In June, the Centre was delighted to host one of our favourite historians, Dr. Kate Bagnall, who was visiting Dunedin to conduct research at local archives for her current project tracing Chinese naturalisation across the British colonies. Kate also kindly presented on an aspect of this research in our Global Dunedin speaker series. In her talk she traced the legal and personal histories of naturalisation, connecting the Dunedin experience into a larger Australasian setting, arguing that tracing naturalisation processes and records helps to uncover different histories of migration and mobility from the standard narrative of single male sojourners. This is particularly important research because Chinese presence in the British colonies is often told through a focus on exclusion and immigration restriction. Incredibly, Kate also presented fresh research barely hours old from her visit to the Dunedin archives, revealing that there were 450 Chinese who naturalised in New Zealand prior to 1908, with 197 of those in Otago. The first in Otago was Louis Gay Tan in 1870. We thank Kate for a wonderful lecture and wish her all the best for the research project.
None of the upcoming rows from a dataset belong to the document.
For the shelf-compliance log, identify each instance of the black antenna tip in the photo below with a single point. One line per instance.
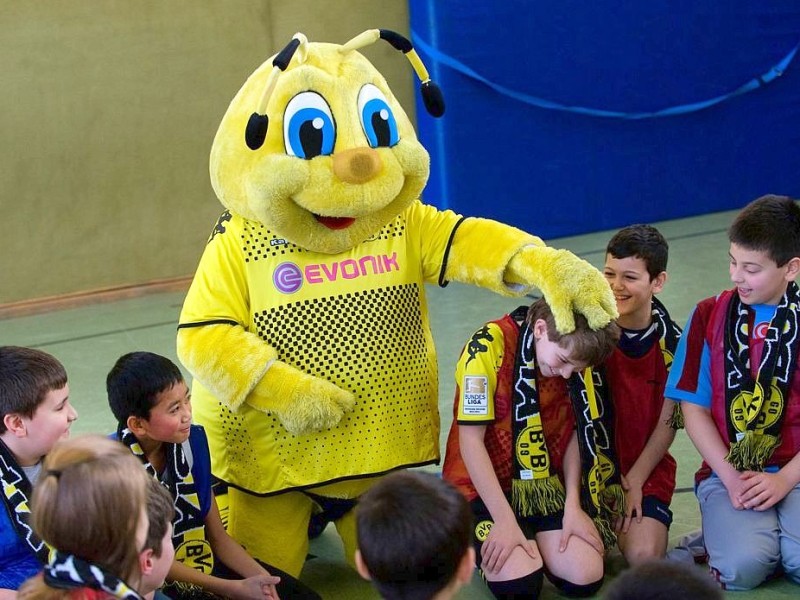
(433, 99)
(256, 131)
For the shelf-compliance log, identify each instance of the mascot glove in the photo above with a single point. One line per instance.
(568, 283)
(303, 403)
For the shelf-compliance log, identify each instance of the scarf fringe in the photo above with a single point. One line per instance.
(544, 496)
(752, 451)
(676, 420)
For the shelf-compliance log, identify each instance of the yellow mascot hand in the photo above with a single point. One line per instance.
(303, 403)
(569, 284)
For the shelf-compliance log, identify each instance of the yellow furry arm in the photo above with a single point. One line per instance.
(237, 367)
(481, 251)
(568, 283)
(226, 359)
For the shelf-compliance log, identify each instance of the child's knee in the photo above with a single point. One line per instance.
(523, 588)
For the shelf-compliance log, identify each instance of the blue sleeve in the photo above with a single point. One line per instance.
(201, 468)
(702, 395)
(17, 561)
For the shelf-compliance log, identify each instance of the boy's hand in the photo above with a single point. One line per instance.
(257, 587)
(576, 522)
(761, 491)
(499, 544)
(633, 504)
(303, 403)
(568, 283)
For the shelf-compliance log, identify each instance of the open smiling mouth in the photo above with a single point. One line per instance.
(335, 222)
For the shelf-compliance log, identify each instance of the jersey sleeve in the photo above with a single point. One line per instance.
(689, 377)
(476, 376)
(219, 291)
(434, 230)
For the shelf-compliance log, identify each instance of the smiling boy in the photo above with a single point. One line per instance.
(636, 269)
(735, 374)
(514, 454)
(152, 405)
(35, 413)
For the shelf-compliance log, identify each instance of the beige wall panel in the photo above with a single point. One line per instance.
(108, 113)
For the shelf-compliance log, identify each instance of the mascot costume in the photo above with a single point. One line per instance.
(306, 327)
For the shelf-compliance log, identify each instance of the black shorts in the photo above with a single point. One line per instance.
(656, 509)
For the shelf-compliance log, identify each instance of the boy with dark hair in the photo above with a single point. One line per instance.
(156, 557)
(735, 374)
(663, 580)
(413, 532)
(636, 373)
(35, 413)
(151, 402)
(542, 495)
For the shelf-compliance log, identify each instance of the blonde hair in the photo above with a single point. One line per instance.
(88, 501)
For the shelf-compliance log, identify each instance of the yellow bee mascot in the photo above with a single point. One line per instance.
(306, 328)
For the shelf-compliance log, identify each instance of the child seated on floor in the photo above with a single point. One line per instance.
(735, 374)
(35, 413)
(151, 402)
(413, 532)
(635, 374)
(89, 507)
(538, 491)
(157, 555)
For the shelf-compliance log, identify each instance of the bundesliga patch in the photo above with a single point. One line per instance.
(476, 396)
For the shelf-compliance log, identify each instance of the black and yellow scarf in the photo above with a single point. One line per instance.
(66, 571)
(755, 408)
(17, 491)
(535, 488)
(188, 527)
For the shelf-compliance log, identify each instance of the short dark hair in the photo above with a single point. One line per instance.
(26, 376)
(160, 512)
(641, 241)
(589, 346)
(413, 531)
(663, 580)
(769, 224)
(136, 380)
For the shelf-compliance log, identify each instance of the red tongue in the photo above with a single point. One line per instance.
(335, 222)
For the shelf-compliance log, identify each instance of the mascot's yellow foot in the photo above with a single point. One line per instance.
(303, 403)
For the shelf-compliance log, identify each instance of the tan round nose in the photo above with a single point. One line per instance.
(357, 165)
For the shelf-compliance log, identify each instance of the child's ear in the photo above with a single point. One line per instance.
(659, 281)
(136, 425)
(15, 424)
(146, 561)
(361, 566)
(793, 269)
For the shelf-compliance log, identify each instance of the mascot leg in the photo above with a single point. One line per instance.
(274, 529)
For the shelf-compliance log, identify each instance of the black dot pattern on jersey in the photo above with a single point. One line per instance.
(258, 242)
(373, 344)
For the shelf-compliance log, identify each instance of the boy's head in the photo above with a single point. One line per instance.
(663, 580)
(147, 393)
(34, 399)
(765, 249)
(561, 355)
(636, 268)
(156, 557)
(414, 537)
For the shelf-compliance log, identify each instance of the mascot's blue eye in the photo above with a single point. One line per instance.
(377, 117)
(308, 127)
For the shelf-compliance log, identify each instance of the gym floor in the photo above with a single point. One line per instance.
(89, 339)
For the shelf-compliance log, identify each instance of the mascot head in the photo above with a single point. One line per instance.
(328, 157)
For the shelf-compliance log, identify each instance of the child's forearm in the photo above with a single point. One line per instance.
(660, 440)
(481, 472)
(704, 435)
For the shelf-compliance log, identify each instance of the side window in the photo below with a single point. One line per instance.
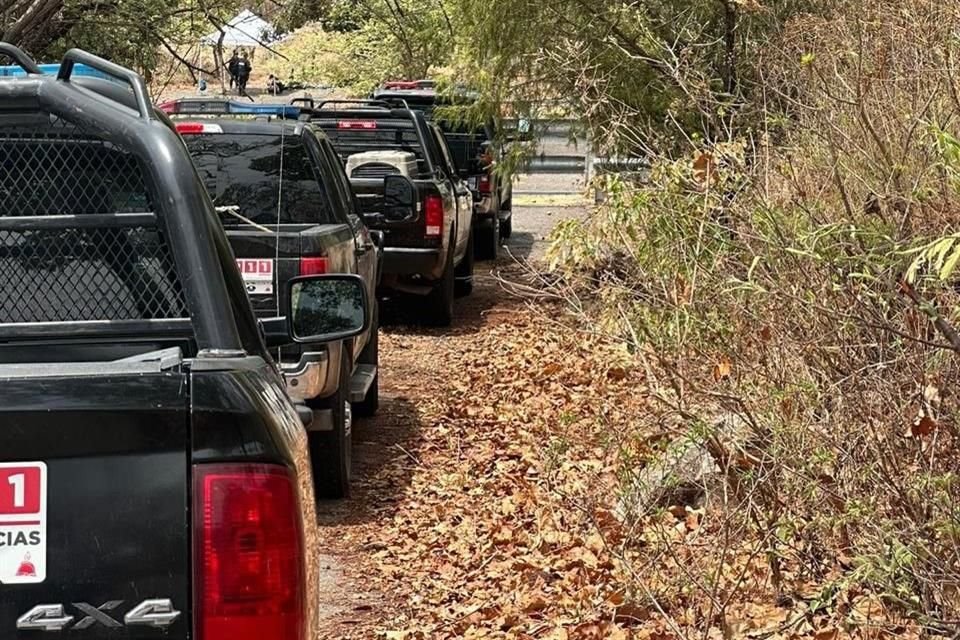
(445, 152)
(339, 176)
(330, 176)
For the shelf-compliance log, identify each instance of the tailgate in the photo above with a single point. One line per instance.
(94, 512)
(266, 267)
(409, 233)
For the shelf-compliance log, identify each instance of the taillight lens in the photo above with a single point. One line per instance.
(485, 184)
(313, 266)
(357, 124)
(248, 553)
(433, 207)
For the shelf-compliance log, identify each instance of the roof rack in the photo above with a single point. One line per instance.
(23, 61)
(224, 107)
(120, 113)
(391, 103)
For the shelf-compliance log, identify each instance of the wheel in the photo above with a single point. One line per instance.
(439, 307)
(331, 451)
(371, 355)
(464, 271)
(506, 227)
(488, 241)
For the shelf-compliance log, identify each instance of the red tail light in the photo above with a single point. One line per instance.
(485, 184)
(248, 553)
(433, 207)
(196, 128)
(313, 266)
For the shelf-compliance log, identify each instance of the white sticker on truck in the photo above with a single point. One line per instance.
(23, 522)
(257, 275)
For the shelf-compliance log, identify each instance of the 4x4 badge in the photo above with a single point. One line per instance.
(155, 612)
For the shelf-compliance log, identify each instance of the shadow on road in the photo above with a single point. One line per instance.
(385, 455)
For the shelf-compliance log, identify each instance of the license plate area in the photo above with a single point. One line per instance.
(23, 522)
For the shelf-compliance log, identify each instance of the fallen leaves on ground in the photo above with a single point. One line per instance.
(494, 515)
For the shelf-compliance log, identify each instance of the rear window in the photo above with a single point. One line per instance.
(348, 142)
(67, 258)
(245, 171)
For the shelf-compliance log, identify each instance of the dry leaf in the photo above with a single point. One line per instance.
(703, 167)
(923, 427)
(830, 633)
(722, 370)
(617, 373)
(631, 613)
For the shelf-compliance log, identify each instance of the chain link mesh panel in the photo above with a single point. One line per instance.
(112, 271)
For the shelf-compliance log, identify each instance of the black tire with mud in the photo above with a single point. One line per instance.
(506, 228)
(439, 302)
(371, 355)
(487, 241)
(464, 271)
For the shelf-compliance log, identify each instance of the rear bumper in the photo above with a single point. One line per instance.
(399, 261)
(311, 377)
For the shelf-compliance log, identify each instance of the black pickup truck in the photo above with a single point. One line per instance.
(155, 477)
(404, 176)
(476, 150)
(288, 210)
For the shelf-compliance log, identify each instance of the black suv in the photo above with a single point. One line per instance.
(476, 151)
(155, 476)
(289, 211)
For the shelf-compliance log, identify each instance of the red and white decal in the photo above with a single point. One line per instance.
(357, 124)
(23, 522)
(257, 275)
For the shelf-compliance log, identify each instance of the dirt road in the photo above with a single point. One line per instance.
(364, 589)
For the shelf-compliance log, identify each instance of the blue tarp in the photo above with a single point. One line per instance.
(53, 69)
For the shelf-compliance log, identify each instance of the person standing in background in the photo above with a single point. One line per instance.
(232, 68)
(243, 73)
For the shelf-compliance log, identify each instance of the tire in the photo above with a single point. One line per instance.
(331, 452)
(464, 271)
(439, 307)
(506, 227)
(371, 355)
(488, 241)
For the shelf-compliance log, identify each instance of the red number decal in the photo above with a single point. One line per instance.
(19, 490)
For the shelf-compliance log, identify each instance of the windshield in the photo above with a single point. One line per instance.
(244, 171)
Our next Global Dunedin lecture will be given by Dr. Rosi Crane on July 8 on the international trade in museum specimens during the nineteenth century. When the Otago University Museum opened in its new building on Great King Street in 1877, amongst other things there was a giraffe skeleton, a stuffed lion, several monkeys, and innumerable birds from Australia, Europe, India and New Zealand. From the outset the collections were international. Many of the exotic animals came to Dunedin from commercial dealers from London, Sydney, Bremen and Prague. Some of the purchase money came from limited museum funds but most came from trading moa bones. Kiwi and kakapo skins had their value too but they were not as valuable as moa. A few scraps of correspondence has survived which tells us the price that these animals fetched, what else the dealers had to offer and what the curators wanted to fill perceived gaps. The business of supplying museums with specimens was extensive and Dunedin was part of this global network of supply and demand. The story of how historical commercial trade practices have impacted on the Museum is told here for the first time.